D’une part, le tribunal a justement relevé que l’inexécution prolongée des obligations du constructeur avait occasionné aux époux [H] de nombreux soucis, notamment de santé, étant relevé sur ce point que la prescription d’anti-dépresseurs à Madame [H] depuis le 19 mai 2016 et après la date de réception prévue ( 6 mars 2017) tend à confirmer l’incidence sur leur santé des difficultés rencontrées par les maîtres de l’ouvrage dans le cadre de leur projet de construction.
Le jugement sera confirmé de ce chef, la somme de 1000 euros étant fixée au passif de la liquidation judiciaire de la société Maisons Clair Logis.

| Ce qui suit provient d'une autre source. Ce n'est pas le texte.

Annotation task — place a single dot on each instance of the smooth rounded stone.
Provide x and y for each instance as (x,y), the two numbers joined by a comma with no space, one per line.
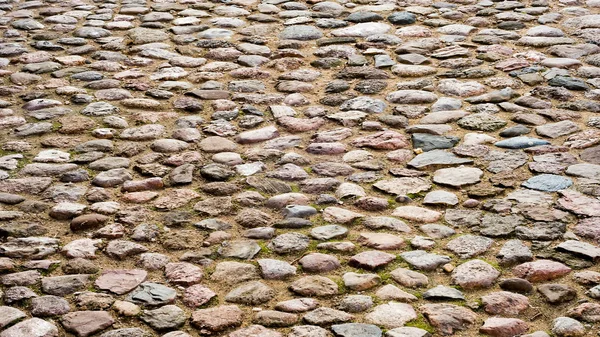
(548,183)
(230,272)
(406,331)
(436,231)
(458,176)
(319,263)
(319,286)
(500,327)
(64,285)
(183,273)
(217,319)
(297,305)
(255,331)
(197,295)
(442,292)
(240,249)
(482,122)
(587,312)
(272,318)
(390,292)
(86,323)
(308,331)
(411,96)
(504,303)
(356,330)
(541,270)
(301,32)
(567,327)
(412,71)
(554,130)
(164,318)
(18,293)
(409,278)
(364,29)
(516,285)
(514,252)
(448,318)
(33,327)
(371,260)
(520,143)
(120,281)
(355,303)
(382,241)
(328,232)
(326,316)
(391,315)
(590,171)
(475,274)
(468,246)
(10,315)
(417,214)
(401,18)
(440,197)
(437,157)
(289,243)
(152,294)
(132,332)
(557,293)
(423,260)
(403,186)
(359,282)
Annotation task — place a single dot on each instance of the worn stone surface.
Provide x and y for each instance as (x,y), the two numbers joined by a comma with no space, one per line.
(299,168)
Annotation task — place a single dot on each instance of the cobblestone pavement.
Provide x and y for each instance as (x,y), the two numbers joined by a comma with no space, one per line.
(272,168)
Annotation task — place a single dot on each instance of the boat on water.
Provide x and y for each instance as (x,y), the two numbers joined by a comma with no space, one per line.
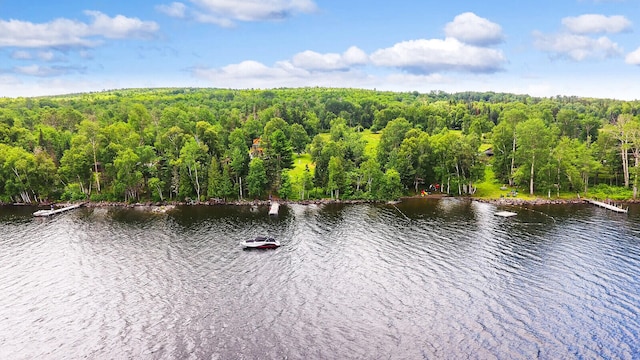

D’autre part, l’attitude de la société Maisons Clair Logis, soutenant en appel de manière infondée avoir levé l’intégralité des réserves et réclamant de ce fait le solde de son marché est de nature à avoir généré chez les époux [H] une anxiété supplémentaire résultant de cette nouvelle procédure et justifiant de leur accorder à ce titre une somme de 1000 euros au titre de leur préjudice moral.
PAR CES MOTIFS :
La cour,
Confirme le jugement en toutes ses dispositions ;
Y ajoutant,
Déclare recevables les demandes des époux [H] ;
Rejette la demande d’expertise judiciaire présentée à titre subsidiaire ;
Fixe au passif de la liquidation judiciaire de la société Maisons Clair Logis les sommes suivantes :
— les sommes de 1022,74 euros TTC et 99,79 euros TTC au titre des réserves non levées (gaines EDF télécom et eau et nettoyage des grilles de défense) ;
— la somme de 1 267,20 euros TTC pour le décaissement du terrain et la somme de 1594,70 euros TTC pour la réfection du drain ;
— la somme de 828 euros TTC au titre de la remise en conformité de l’ouvrage par adjonction de clôture ;
— la somme de 2 902,68 euros au titre des pénalités de retard ;
— la somme de 1 173,57 euros au titre des frais de location supplémentaire ;
— la somme de 1000 euros au titre du préjudice moral ;
Dit que ces sommes seront assorties des intérêts au taux légal à compter de la signification du jugement ;
Fixe au passif de la liquidation judiciaire de la société Maisons Clair Logis la somme de 1 500 euros allouée en première instance au titre de l’article 700 du code de procédure civile et les frais correspondant aux dépens de première instance ;
Fixe au passif de la liquidation judiciaire de la société Maisons Clair Logis les sommes suivantes :
— 1000 euros au titre du préjudice moral subi postérieurement au jugement ;
— 3000 euros au titre de l’article 700 du code de procédure civile, pour les frais engagés en appel par les intimés ;
— les frais correspondant aux entiers dépens d’appel.